简体   繁体   中英

Convert Dataframe Dataset<Row> to JSON Format of String Data Type for particular Columns and convert the JSON String back to Dataframe

I have a dataframe. I need to call a Rest API for each record.

Lets say the Dataframe looks like:

|----|-------------|-----|---------|
|UUID|PID          |DEVID|FIRSTNAME|
|----|-------------|-----|---------|
|1111|1234567891011|ABC11|JOHN     |
|2222|9876543256827|ABC22|HARRY    |
|----|-------------|-----|---------|

The JSON request string for first row should look like(Note: the json is created on 2 columns, not all), as the Rest API to be called requires the input in this format:

{"applicationInfo": {"appId": "ec78fef4-92b9-3b1b-a68d-c45376b6977a"}, "requestData": [{"secureData": "JOHN", "secureDataType": "FIRSTNAME", "index": 1 }, {"secureData": "1234567891011", "secureDataType": "PID", "index": 2 } ] }

The value of index key has to be generted on the fly, using an incremental counter for each row.

Then, i need to call the Rest API sending the above JSON as a string param.

The response from the API after encryption will look like:

{"responseData":[{"resultCode":"00","secureData":"63ygdydshbhgvdyw3et7edgu","secureDataType":"FIRSTNAME","index":1},{"resultCode":"00","secureData":"HKJJBJHVHG66456456FXXFFCGF","secureDataType":"PID","index":2}],"responseCode":"00","responseMessage":"SUCCESS","resultCounts":{"totalCount":2,"successCount":2,"failedCount":0}}

Then I need to read the above response and create a dataframe which should look like:

|----|--------------------------|-----|------------------------|
|UUID|PID                       |DEVID|FIRSTNAME               |
|----|--------------------------|-----|------------------------|
|1111|HKJJBJHVHG66456456FXXFFCGF|ABC11|63ygdydshbhgvdyw3et7edgu|
|----|--------------------------|-----|------------------------|

If i convert the initial input dataframe toJSON().collectAsList(), then it looks like:

[{"UUID":"1111","PID":"1234567891011","DEVID":"ABC11","FIRSTNAME":"JOHN"}, {"UUID":"2222","PID":"9876543256827","DEVID":"ABC22","FIRSTNAME":"HARRY"}]

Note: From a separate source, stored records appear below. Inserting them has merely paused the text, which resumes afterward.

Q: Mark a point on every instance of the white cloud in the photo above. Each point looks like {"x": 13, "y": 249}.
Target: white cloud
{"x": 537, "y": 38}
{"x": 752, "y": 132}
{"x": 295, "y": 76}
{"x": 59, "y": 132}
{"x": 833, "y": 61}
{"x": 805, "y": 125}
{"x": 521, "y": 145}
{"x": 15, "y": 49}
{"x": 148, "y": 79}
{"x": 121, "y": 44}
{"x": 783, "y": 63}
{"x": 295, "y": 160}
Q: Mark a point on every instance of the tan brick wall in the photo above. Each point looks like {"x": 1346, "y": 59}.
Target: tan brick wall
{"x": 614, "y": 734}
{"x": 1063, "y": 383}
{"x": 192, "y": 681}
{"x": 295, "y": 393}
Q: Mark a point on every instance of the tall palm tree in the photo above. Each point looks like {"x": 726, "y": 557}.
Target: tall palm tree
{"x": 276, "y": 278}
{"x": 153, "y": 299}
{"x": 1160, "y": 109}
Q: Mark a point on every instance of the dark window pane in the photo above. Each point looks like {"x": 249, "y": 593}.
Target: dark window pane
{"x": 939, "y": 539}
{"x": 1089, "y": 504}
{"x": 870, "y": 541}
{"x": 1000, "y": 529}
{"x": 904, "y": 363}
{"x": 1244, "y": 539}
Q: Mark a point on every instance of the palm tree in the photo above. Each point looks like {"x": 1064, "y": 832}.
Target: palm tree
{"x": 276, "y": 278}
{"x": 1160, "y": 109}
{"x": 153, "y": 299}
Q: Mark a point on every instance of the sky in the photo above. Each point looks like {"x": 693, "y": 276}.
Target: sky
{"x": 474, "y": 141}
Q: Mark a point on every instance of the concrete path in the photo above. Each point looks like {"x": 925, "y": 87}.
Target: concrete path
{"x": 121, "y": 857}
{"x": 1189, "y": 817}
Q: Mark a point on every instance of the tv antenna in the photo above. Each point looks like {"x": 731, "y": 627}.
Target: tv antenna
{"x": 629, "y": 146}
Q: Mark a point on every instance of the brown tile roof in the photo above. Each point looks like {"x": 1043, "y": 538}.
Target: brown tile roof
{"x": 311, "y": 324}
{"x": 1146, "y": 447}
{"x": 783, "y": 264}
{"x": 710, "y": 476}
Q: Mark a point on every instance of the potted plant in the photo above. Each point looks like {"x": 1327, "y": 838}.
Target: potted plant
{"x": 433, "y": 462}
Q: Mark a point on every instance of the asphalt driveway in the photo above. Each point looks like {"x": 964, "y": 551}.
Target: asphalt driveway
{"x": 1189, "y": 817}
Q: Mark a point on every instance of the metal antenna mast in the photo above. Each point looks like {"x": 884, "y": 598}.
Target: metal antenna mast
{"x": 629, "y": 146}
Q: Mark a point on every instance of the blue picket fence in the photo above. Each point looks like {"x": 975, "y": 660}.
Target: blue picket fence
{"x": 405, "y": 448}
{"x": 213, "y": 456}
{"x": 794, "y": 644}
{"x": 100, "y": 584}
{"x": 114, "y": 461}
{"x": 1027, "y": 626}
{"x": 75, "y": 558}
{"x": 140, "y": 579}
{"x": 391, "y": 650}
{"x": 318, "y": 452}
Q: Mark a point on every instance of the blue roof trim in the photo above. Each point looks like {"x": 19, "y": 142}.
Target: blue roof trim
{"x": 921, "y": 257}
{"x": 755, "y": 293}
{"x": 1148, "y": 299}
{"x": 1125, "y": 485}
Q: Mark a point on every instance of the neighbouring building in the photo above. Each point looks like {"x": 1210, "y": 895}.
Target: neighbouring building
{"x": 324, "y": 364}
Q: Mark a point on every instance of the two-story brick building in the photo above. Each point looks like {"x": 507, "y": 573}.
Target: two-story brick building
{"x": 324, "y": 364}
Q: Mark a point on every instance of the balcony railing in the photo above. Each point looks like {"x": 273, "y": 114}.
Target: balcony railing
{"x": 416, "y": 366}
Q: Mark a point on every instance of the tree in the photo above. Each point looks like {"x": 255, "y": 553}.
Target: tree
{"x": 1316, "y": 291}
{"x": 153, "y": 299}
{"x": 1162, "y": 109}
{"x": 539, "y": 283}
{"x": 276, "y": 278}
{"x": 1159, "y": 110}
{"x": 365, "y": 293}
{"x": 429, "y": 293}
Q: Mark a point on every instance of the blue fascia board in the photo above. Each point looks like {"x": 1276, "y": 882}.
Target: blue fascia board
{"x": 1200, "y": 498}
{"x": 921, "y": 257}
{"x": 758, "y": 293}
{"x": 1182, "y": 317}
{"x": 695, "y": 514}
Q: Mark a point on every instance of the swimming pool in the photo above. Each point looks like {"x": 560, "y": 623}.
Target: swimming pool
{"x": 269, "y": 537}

But this doesnt work as the Rest API requires its input in a certain format, mentioned above. Please help.

For the above, I assume that the data set has been partitioned across the number of Spark workers and it is a generic data set of Row (data frame), then the below mechanism can be employed.

  1. Define a class with the required attributes as a data container
  2. Take the data set content as a List (takeAsList method if data set, refer )
  3. Create and populate the objects of your data container (and store in such a way to identify them later, you shall have to repopulate them with decrypted data)
  4. Serialize the list into a JSON array with Jackson ( refer ) Step 4 & 5 can be combined with Jackson custom serializer refer example
  5. Make the REST call and repopulate the data container objects (after deserializing the response with Jackson)
  6. Create a data frame ( an example )
  7. Process the data frame (dataset of rows)

NOTE: The JSON structure you have provided seems not to be correct, JSON array is [{},{},{}]


In your case, given the format of the request JSON, direct conversion of rows will not work, as mentioned in point 1, make a set of model classes, you could consider the below model classes.

package org.test.json;

import java.util.List;

public class RequestModel {

protected ApplicationInfo applicationInfo;
protected List<RequestData> requestData;

public ApplicationInfo getApplicationInfo() {return applicationInfo;}
public void setApplicationInfo(ApplicationInfo applicationInfo) {this.applicationInfo = applicationInfo;}

public List<RequestData> getRequestData() {return requestData;}
public void setRequestData(List<RequestData> requestData) {this.requestData = requestData;}

}//class closing




package org.test.json;

public class ApplicationInfo {

protected String appId;

public String getAppId() {return appId;}
public void setAppId(String appId) {this.appId = appId;}

}//class closing




package org.test.json;

public class RequestData {

protected String secureData;
protected String secureDataType;
protected int index;

public String getSecureData() {return secureData;}
public void setSecureData(String secureData) {this.secureData = secureData;}

public String getSecureDataType() {return secureDataType;}
public void setSecureDataType(String secureDataType) {this.secureDataType = secureDataType;}

public int getIndex() {return index;}
public void setIndex(int index) {this.index = index;}

}//class closing

Process the list as obtained from the data frame and populate the model classes and then convert with Jackson to get the request JSON.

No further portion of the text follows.